We’ll get to it. Right now, the important point is the realization that it doesn’t exist without God. So a rational person really has a choice: first, abandon morality and become a moral Nihilist, as Secularism would imply; secondly, become a hypocrite — keep insisting Secularism/subjectivism is true, but force self or others to conform to rules one secretly believes are illegitimate and arbitrary; thirdly, consider God.
You're not going to explain your evidence that there is no morality without God until I've agreed that there's no morality without God.
Right. So long as you’re living in the “straw house” of belief that Secularism can answer the question, you’re merely deluding yourself. Interestingly, I’ve pointed out that it’s easy to test, and you just refuse to employ the test. So perhaps one can’t go forward until that’s resolved.
So we have to “pick a horse and ride it,” so to speak. But the middle one’s just dishonest, so maybe we can rule it out, too…assuming we’re prepared to think dishonesty is wrong. And again, Secularism will not tell us that being a hypocrite is wrong.
No one takes hypocrites seriously, why should they?
Oh, yes, they do. They’re called “politicians.”
You're demanding that one person allow another person to knowingly dick them over.
I’m not demanding anything at all. I’m merely pointing it out, because it happens so often. And yes, people do it all the time. Sometimes they know they’re dealing with hypocrites, and sometimes they keep themselves willfully ignorant. For example, they refuse to think anything critical about a particular ideology or politician, even though they have every reason to know they’re being had. Examples can be multiplied, of course.

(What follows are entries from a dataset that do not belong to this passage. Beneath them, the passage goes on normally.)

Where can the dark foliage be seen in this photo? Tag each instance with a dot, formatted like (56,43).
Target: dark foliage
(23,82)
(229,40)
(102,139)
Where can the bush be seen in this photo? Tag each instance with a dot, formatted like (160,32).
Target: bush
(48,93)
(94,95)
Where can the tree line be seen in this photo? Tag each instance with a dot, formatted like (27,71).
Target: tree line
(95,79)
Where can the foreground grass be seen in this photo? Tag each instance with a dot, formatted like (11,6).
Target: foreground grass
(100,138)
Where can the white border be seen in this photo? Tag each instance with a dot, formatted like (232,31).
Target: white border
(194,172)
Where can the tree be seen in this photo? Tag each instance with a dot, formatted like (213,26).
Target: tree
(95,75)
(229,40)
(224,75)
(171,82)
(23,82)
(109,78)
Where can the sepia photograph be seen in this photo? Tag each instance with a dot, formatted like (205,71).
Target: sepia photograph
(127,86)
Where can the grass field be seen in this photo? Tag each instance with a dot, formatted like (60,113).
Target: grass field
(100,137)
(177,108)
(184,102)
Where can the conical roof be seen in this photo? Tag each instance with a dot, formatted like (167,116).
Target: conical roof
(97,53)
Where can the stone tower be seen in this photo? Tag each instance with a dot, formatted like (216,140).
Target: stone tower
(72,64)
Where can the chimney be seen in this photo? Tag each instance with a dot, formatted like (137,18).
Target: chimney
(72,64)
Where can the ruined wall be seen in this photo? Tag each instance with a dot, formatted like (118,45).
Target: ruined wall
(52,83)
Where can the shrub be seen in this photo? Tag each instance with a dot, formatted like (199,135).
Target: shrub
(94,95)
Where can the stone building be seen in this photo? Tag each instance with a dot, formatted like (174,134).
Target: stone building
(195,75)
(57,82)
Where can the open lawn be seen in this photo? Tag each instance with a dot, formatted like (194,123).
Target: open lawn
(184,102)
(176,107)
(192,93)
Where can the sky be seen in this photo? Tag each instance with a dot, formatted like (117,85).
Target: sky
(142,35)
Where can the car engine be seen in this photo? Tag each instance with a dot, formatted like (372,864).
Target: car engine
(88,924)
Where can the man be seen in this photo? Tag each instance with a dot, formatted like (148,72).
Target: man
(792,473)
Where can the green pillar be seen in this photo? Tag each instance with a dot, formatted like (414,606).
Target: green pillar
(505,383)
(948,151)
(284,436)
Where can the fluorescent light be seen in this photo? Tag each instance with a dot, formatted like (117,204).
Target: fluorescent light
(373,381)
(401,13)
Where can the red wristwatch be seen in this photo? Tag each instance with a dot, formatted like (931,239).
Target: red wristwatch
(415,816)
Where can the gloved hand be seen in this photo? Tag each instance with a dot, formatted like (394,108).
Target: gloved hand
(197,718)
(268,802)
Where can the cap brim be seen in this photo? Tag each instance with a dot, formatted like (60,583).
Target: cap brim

But to the point: all Secularists who
moralize are acting like hypocrites. They have no reason to believe X is right or Y is wrong, that they can get from Secularism. Not one of them can connect Secularism with a moral axiom, anymore than you’ve been able to do it. But they insist their preferred morality is “right,” or “better” or “beneficial,” or whatever honourific word they choose to employ to decorate the thing they can never explain or justify. Yet they insist on it, and utterly refuse to think about the fact that Secularism would require them to believe there’s no substance to any moral assessment at all. That’s hypocrisy.